Takaaki-Saeki / zm-text-tts

[IJCAI'23] Learning to Speak from Text for Low-Resource TTS
Apache License 2.0
64 stars 2 forks source link

Can you provide the pretrained tts model checkpoint? #1

Closed CindyTing closed 1 year ago

CindyTing commented 1 year ago

Thanks for your excellent work and opening source! I have a few questions as follows:

  1. Since it may take days or weeks to pre-train it again. Can you provide the pre-trained tts model checkpoint? It will be convenient for us to recap, thank you very much ahead!
  2. You are using x-vector for every language to extract the speaker embedding, since x-vector is only pre-trained in English, it may impact the performance. do u have any advice to improve this part? any recommendations like a multilingual-based speaker-exactor model?
Takaaki-Saeki commented 1 year ago

Hi, thanks for your interest in our work.

  1. I have uploaded the pretrained model checkpoints to hugging face: Byte-based model and IPA-based model. These models are trained with the settings as in Section 3.2 and 3.3 of the paper, so you can use the seven languages as the seen languages and Spanish as the unseen language. Sorry the byte-based huggingface repo shows weird security warnings on the checkpoint, but I think it is OK.
  2. Yes, we can expect to improve the performance by using x-vectors trained on multilingual speech corpora. In addition, introducing adversarial learning to disentangle language features and speaker characteristics would be an interesting approach.
CindyTing commented 1 year ago

Hi, thanks very much for your reply! sorry for the late reply, I was trying to figure it out. I downloaded the checkpoint, and try to skip the pretrain and train part, but I found it was impossible. because I need the pretrain stage to generate the "tts_pretrain_1/dump" and "tts_pretrain_1/data". I tried to pre-train, but it's like after 5 days, still haven't finished. is it possible that u supply these two also? Thanks again!

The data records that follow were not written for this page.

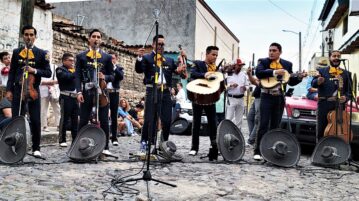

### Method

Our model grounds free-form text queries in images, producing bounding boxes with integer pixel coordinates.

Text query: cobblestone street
[0,122,359,201]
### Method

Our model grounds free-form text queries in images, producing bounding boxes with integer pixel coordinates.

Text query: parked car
[281,80,359,156]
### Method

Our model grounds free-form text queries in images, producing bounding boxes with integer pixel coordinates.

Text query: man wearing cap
[306,59,328,100]
[226,59,249,129]
[253,43,304,160]
[312,50,352,142]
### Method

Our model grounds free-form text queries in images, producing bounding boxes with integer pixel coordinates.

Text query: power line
[268,0,308,25]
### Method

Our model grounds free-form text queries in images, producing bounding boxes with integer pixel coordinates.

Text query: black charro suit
[6,46,51,151]
[191,61,218,155]
[56,66,79,144]
[254,58,302,155]
[108,65,124,142]
[135,51,177,143]
[312,67,352,141]
[75,50,114,150]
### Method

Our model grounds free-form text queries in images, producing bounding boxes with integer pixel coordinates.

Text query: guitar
[260,70,319,89]
[186,72,225,105]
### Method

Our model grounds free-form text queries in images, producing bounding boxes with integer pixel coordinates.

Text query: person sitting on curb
[118,98,142,136]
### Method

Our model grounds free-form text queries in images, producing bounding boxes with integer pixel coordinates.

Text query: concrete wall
[195,1,239,62]
[53,0,195,58]
[0,0,52,52]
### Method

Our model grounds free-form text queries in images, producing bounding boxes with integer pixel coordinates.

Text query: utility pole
[19,0,35,47]
[299,32,302,72]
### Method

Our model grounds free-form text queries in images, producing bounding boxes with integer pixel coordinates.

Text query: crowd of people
[0,26,351,160]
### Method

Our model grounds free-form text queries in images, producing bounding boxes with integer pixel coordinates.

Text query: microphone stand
[343,60,356,144]
[113,10,177,198]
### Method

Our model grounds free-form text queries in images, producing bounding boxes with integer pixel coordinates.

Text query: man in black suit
[56,53,79,147]
[75,29,114,155]
[6,26,51,156]
[253,43,303,160]
[107,51,124,146]
[135,35,186,151]
[189,46,219,161]
[312,50,352,142]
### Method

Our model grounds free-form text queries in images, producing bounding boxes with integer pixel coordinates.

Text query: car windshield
[287,78,308,97]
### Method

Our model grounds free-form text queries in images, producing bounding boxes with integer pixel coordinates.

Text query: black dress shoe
[208,147,218,161]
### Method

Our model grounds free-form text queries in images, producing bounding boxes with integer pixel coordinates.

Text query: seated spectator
[118,98,142,136]
[0,97,12,130]
[306,59,328,100]
[128,103,144,126]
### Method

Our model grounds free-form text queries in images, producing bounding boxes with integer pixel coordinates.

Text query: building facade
[53,0,239,62]
[319,0,359,95]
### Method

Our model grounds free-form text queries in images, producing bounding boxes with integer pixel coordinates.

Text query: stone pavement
[0,125,359,201]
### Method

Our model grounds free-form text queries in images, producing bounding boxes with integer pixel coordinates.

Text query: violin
[178,45,188,79]
[324,75,353,144]
[99,72,109,107]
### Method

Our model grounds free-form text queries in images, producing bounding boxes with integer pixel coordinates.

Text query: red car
[281,80,359,157]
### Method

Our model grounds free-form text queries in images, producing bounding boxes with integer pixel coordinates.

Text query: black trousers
[141,87,172,143]
[254,93,285,154]
[59,94,79,143]
[11,85,41,151]
[316,100,344,142]
[109,89,120,141]
[78,91,109,149]
[191,103,217,151]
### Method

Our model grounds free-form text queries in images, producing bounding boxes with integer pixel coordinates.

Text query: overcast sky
[206,0,325,70]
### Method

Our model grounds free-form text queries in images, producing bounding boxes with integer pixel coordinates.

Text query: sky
[206,0,325,71]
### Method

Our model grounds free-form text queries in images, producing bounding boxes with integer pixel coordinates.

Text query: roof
[35,0,55,10]
[198,0,239,43]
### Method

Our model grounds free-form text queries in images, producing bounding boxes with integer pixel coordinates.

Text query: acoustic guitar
[186,72,225,105]
[260,70,319,89]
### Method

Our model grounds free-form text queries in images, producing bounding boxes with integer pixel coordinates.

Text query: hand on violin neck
[5,91,12,101]
[339,96,347,103]
[27,66,36,74]
[98,72,105,79]
[136,48,145,57]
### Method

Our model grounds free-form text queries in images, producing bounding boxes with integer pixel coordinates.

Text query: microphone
[152,8,160,20]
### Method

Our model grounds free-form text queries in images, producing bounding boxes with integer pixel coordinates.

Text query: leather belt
[106,89,120,93]
[60,91,77,98]
[228,94,244,98]
[261,89,282,96]
[318,96,337,101]
[146,84,168,89]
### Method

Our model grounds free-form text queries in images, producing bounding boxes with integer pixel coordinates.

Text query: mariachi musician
[253,43,305,160]
[312,50,352,142]
[6,26,51,157]
[75,29,114,155]
[56,53,79,147]
[189,46,219,161]
[135,35,186,151]
[107,51,124,146]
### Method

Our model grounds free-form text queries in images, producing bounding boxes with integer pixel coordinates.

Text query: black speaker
[67,124,106,162]
[259,129,301,167]
[0,116,31,164]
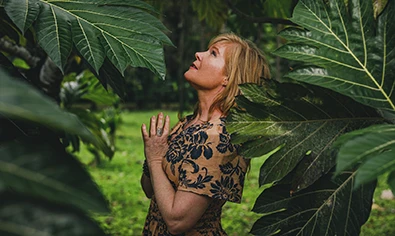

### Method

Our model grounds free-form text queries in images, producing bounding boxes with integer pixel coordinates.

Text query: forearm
[150,162,177,218]
[140,173,154,198]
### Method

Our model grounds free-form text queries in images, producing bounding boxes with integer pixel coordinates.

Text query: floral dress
[143,116,247,236]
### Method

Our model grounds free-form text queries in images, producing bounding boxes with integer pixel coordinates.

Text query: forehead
[210,41,232,53]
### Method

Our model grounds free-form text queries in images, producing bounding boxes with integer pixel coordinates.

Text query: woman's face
[184,42,230,90]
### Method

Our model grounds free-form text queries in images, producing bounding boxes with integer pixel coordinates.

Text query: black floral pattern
[210,176,240,202]
[143,116,247,235]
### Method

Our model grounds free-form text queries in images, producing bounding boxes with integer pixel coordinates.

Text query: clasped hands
[141,112,170,166]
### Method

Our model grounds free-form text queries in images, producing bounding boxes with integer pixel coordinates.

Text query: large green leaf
[0,193,106,236]
[5,0,40,33]
[0,67,113,156]
[335,125,395,187]
[6,0,172,78]
[274,0,395,112]
[227,81,383,191]
[251,172,376,236]
[0,140,109,212]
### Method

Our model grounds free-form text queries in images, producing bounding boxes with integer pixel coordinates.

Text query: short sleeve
[177,122,247,203]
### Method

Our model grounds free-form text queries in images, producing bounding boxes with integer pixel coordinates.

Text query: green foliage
[4,0,172,96]
[192,0,228,30]
[78,110,395,236]
[0,68,108,235]
[275,0,395,192]
[60,70,119,161]
[78,110,270,236]
[0,0,172,235]
[229,0,395,235]
[0,67,111,153]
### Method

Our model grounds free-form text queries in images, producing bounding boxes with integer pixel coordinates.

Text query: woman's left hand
[141,112,170,166]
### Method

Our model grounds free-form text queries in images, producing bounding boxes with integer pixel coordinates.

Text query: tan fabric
[143,116,247,236]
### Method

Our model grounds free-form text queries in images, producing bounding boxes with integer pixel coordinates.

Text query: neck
[196,93,223,122]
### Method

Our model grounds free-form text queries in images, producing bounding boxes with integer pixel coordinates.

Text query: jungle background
[0,0,395,235]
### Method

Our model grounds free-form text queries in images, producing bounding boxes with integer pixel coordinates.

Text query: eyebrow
[211,46,221,54]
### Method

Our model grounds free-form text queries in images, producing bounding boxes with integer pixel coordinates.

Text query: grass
[78,111,395,236]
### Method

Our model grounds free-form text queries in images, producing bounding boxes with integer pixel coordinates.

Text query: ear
[222,76,229,86]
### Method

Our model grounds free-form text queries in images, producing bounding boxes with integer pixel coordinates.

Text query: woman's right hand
[141,112,170,166]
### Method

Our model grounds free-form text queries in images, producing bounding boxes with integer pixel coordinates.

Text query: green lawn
[78,111,395,236]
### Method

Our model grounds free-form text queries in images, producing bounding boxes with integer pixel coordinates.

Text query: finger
[163,115,170,136]
[157,112,163,129]
[141,124,149,141]
[150,116,156,137]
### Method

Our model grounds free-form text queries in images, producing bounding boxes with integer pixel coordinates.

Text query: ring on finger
[156,128,163,136]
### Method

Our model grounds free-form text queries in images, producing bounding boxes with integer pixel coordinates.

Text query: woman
[141,34,269,235]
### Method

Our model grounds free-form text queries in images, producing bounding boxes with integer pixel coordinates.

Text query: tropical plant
[228,0,395,235]
[60,70,120,165]
[0,0,171,235]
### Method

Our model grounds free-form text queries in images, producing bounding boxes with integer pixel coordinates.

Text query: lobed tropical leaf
[0,193,106,236]
[0,138,109,213]
[335,125,395,188]
[251,172,376,236]
[0,68,113,156]
[4,0,40,33]
[274,0,395,113]
[6,0,172,82]
[227,81,383,191]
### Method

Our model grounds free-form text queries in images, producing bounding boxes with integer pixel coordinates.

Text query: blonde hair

Takaaki-Saeki commented 1 year ago

Hi, sorry for the delay. You can generate tts_pretrain_1/dump and tts_pretrain_1/data by running only the preprocessing without training as:

$ ./run.sh --stage 1 --stop-stage 4
iamanigeeit commented 1 year ago

Hello,

  1. I have uploaded the pretrained model checkpoints to hugging face: Byte-based model and IPA-based model. These models are trained with the settings

I am trying to follow the instructions on HuggingFace, as i only want to use the pretrained model for inference.

git checkout 11a7d61312439111d4996d55935ede718d494262

causes fatal: reference is not a tree: 11a7d61312439111d4996d55935ede718d494262

I did git clone https://github.com/Takaaki-Saeki/zm-text-tts instead

cd egs2/masmultts/tts_phn_css10_adap_residual_freeze

This path does not exist. Do you mean egs2/masmultts/tts1?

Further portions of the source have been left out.